Juste au dessus de notre maison vivaient les Langrand. Venus du Nord, ils étaient arrivés à Pompadour et étaient rapidement devenus amis avec mes parents. Je passais beaucoup de temps avec leur fille, Patricia, que tout le monde appelait Patoune.

Christine Langrand, la mère, était très douce et très belle. Elle avait des cheveux noirs et longs. Et, dans ma mémoire, des yeux bleus. Mais je n’ai pas une bonne mémoire des couleurs. Elle avait souvent l’air mélancolique.

Michel Langrand, le père, avait une bouille ronde et joviale, des cheveux gris et une barbe. Il avait une voix très particulière que j’ai encore dans l’oreille. Notamment son rire.

Je me souviens d’un soir où je faisais mes devoirs chez eux (lorsque mes parents partaient, j’allais souvent chez les Langrand). J’avais cent lignes à faire, et je ne sais pas pourquoi j’avais adopté cette méthode : écrire mes lignes par petits groupes de lettres. J’avais l’impression d’aller plus vite en écrivant 1oo lignes de  « je » puis 100 lignes de « ne » placés après les « je » , puis à la suite 100 fois « par », 100 fois « le », puis « rai », « plus », « en », « cl », « asse », etc.

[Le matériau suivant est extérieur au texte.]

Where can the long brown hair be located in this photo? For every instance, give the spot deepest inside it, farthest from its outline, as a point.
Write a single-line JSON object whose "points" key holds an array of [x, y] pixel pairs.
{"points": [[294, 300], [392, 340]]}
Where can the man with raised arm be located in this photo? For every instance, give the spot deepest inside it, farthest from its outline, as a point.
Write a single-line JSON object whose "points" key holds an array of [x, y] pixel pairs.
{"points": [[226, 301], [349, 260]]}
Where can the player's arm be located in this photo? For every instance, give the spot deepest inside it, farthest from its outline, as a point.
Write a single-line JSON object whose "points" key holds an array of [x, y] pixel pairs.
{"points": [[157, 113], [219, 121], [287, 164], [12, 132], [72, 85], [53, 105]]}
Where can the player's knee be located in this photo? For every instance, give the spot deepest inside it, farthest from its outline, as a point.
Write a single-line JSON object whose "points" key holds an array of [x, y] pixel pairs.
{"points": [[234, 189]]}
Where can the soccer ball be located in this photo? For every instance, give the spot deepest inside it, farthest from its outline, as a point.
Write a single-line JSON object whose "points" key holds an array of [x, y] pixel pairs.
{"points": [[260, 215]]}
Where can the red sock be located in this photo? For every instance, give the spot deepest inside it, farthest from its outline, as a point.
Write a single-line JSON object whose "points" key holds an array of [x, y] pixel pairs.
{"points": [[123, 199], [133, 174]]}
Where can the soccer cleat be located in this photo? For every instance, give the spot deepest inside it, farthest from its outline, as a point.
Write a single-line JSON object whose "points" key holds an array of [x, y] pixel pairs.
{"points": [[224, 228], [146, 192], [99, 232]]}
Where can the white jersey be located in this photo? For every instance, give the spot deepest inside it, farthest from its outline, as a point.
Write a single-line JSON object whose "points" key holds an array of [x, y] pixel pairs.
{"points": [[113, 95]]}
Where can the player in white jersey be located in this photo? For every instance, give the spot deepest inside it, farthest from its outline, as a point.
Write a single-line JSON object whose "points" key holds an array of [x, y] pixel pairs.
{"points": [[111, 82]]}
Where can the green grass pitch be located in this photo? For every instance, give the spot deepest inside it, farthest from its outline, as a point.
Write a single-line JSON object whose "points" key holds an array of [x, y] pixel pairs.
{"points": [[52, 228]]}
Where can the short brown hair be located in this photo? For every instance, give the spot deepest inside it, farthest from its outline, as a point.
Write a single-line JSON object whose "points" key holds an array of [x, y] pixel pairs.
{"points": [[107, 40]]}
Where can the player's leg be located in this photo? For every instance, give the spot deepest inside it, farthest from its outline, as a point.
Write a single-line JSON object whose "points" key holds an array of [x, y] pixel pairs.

Lorsque Christine s’est rendue compte de ma méthode, elle m’a dit que je devais écrire les phrases en entier l’une après l’autre parce que le but de la punition était que j’apprenne la leçon, pas que je recopie bêtement. Elle m’a fait recommencer. Alors que j’avais presque terminé. Je lui en ai voulu pendant des mois. J’ai rarement eu dans mon enfance un tel sentiment d’injustice.

Lorsque les Langrand sont partis de Pompadour, je les ai perdus de vue. Je les ai revus très longtemps après, au mariage de François-Xavier Duny. On devait se recontacter, j’ai essayé d’appeler deux fois mais c’était toujours occupé, je n’ai pas osé recommencer… Je suis également passé un soir à Lille, dans leur maison, de retour d’un voyage en Hollande en compagnie de Peyo et Zabeth, mon oncle et ma tante (Pierre Duny et Elizabeth Duny), en compagnie de Marie-Thérèse Chalvidan. Un voyage qu’on avait fait pour le mariage d’Eric Kuyl.

Je regrette parfois de ne pas les avoir revus. Ils représentent beaucoup de bons souvenirs et d’affection. J’ai appris récemment que Michel était décédé.

Je les ai moins connus, mais Patoune avait deux frères, Mathieu et Thomas. Ma mère est la marraine de Mathieu.